Another factor affected by ALARA is transducer/probe movement. Keeping the transducer/probe in one position without movement will increased tissue temperature (Thermal Index) and cavitation will occur in the structures within the beam’s focus. Thus, the transducer/probe should not be held in a fixed or stationary position any longer than necessary to obtain a diagnostic image. The transducer/probe should be either lifted off the patient and/or the image frozen when there is no need for additional image acquisition. (Cine loop can be accessed for continual observation.) Doppler is acquired by maintaining constant placement of the transducer/probe, in this case on the very small embryonic or fetal heart, further increasing Temporal Intensity.
This is especially significant with endo-cavity, or in the PCs transvaginal, scanning where the surrounding tissue is approximately 37°C/98.6°F rather than room temperature as in Transabdominal scanning. When Doppler is used and the fetal heart beat is audibly being heard, the transducer is held in one location and moved around.

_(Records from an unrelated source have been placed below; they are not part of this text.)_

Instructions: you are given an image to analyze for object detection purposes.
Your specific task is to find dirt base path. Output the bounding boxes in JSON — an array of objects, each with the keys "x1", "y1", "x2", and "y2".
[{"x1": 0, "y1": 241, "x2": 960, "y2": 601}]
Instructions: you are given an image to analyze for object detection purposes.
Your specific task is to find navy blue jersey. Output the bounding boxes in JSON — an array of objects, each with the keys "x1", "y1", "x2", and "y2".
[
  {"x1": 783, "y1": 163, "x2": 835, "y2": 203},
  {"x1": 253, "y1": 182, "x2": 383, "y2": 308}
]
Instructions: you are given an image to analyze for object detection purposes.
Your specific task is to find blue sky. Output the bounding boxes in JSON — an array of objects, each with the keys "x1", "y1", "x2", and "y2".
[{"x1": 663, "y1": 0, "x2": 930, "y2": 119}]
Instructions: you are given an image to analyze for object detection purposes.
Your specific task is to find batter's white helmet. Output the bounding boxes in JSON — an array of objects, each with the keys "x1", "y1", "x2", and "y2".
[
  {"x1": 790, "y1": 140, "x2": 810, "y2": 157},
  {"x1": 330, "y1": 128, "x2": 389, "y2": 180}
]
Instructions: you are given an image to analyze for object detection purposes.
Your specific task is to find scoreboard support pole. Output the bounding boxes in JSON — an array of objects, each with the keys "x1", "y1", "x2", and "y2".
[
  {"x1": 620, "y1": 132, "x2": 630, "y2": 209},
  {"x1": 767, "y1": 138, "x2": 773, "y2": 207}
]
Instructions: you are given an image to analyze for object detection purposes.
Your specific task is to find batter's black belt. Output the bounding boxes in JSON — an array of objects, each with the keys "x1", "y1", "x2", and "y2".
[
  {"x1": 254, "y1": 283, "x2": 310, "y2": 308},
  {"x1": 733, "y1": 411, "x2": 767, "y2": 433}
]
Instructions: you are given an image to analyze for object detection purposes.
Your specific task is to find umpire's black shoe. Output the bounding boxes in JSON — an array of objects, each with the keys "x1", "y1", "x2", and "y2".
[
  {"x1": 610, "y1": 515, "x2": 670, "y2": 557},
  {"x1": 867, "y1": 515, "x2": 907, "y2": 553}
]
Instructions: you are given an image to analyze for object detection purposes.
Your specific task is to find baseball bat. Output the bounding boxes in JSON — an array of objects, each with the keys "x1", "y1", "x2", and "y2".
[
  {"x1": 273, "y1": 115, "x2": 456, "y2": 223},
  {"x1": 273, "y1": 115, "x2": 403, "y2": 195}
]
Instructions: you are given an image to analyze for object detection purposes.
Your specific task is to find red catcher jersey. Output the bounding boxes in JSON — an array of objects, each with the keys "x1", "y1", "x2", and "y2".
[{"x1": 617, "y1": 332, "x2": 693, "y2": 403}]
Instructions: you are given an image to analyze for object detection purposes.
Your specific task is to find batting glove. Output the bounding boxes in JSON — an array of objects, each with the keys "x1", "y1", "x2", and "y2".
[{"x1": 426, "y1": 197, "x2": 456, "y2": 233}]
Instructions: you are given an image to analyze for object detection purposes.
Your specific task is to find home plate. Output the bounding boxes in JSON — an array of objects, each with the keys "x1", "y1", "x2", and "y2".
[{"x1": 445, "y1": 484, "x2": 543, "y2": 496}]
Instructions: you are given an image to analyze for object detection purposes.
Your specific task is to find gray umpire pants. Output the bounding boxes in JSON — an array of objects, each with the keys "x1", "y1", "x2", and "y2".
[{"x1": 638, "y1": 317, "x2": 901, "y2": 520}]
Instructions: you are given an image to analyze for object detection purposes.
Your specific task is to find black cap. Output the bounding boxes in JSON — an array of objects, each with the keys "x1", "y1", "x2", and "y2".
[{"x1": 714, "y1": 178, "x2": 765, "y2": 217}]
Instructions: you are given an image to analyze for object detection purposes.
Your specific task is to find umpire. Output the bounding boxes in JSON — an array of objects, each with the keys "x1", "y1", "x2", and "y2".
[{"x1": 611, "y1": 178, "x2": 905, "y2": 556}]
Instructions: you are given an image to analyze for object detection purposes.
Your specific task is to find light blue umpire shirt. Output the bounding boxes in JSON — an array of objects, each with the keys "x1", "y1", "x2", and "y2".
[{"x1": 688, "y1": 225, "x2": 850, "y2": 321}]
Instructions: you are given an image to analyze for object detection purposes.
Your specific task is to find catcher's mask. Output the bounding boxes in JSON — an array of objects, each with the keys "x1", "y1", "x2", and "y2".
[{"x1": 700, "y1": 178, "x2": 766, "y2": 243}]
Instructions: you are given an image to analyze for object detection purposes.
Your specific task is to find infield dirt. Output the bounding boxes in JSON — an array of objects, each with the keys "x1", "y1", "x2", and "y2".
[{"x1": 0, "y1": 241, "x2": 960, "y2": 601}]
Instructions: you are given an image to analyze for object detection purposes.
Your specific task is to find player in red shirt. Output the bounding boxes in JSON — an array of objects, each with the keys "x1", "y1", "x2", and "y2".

For more, see http://ult.rsmjournals.com/content/18/2/52.full.
As long as any possibility of injury to the fetal heart remains, performing Doppler on these forming and early heart cells is not recommended, especially in Pregnancy Centers where nurse sonographers have limited training and sonography skills. Instead, the sonographer can visually demonstrate-show- the fetal cardiac activity, “A Picture is Worth a Thousand Words”. The lack of proper training and experience to acquire a fetal heart beat on M-mode does not necessitate the use of Doppler. Instead, continual development as assessment of scanning skills utilizing depth/size, manufacture specific enhancements, etc. will produce a visual and real-time fetal heart beat to the abortion vulnerable woman.
It is in the presentation of the medical personnel to the client/patient how seeing the fetal heart beat will eliminate the need to use Doppler. Then replay this clip on a continuous cine-loop for continual observation of the fetal heart and fetal activity while completing the patient/client’s appointment. It is also important to note that OB is the most litigious medical field, and there remains a potential medical liability to Pregnancy Centers so standard practices are highly recommended, and Doppler use to hear the fetal heart beat is not a standard practice in the Medical Imaging field.
It has also been suggested by some that in dire instances where the client/patient is determined to end the pregnancy with an abortion, Doppler should be done in a “Hail Mary” attempt. If this is the recommendation/order by your medical director, armed with the above information, one must proceed with great caution recognizing that the unborn/preborn life may be saved from abortion but with the knowledge of potential risk of cardiac issues.Outside of the Pregnancy Center and in clinical practices, Doppler is not done routinely by Registered Diagnostic Medical Sonographers, not even in 1st trimester to determine fetal cardiac activity. If a heartbeat is visualized but not able to be measured, a note will be on the report that cardiac activity was demonstrated.
It is important to note that an ultrasound scan is critically dependent on the operator and his/her education and experience. While safe, even for the developing fetus, ultrasound and especially Doppler should only be done by fully trained personnel in its safe and proper operation, and who thoroughly understand the physics involved. With all of this knowledge, in limited OB training for pregnancy center nurses, Doppler is not recommended for use on pregnant models generously volunteering their preborn child.